Il fixa sur Dunbar un regard sérieux, scrutateur, comme s’il eût voulu découvrir sur la figure de cet homme le secret de sa culpabilité ou de son innocence.

La physionomie du banquier était pâle, grave et sévère, mais Clément savait que pour Dunbar il existait des souvenirs humiliants et désagréables qui se rattachaient au bureau de Saint-Gundolph Lane, et on ne pouvait guère s’attendre à ce qu’un homme entrât le sourire aux lèvres dans une maison d’où il était sorti trente-cinq, ans auparavant disgracié et flétri.

Pendant quelques instants les deux hommes s’arrêtèrent dans le corridor entre le bureau public et le cabinet particulier, s’étudiant réciproquement du regard.

Le regard du banquier ne faiblit pas durant cette épreuve. On considère comme une forte preuve de l’innocence d’un homme la fermeté avec laquelle il soutient le regard quand on l’examine d’un œil visiblement soupçonneux ; mais ne serait-il pas le plus maladroit des coquins s’il redoutait d’être ainsi étudié lorsqu’il sait que c’est une épreuve qu’on lui fait subir ? C’est plutôt l’innocence qui baisse la paupière quand vous rivez sur elle vos yeux inquisiteurs, car l’innocence s’épouvante de ces regards durs et accusateurs qu’elle n’est pas prête à affronter.
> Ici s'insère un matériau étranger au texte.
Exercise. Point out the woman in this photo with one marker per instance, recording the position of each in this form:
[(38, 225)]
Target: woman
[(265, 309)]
Le crime vous dévisage hardiment, car le crime est endurci et plein d’audace, et il a sur l’innocence cette grande supériorité qu’il est prêt à tout ce qui peut lui arriver de pire.

Clément ouvrit la porte du cabinet particulier de Balderby. Dunbar entra sans être annoncé. Le caissier ferma la porte, et revint à son pupitre dans le bureau public.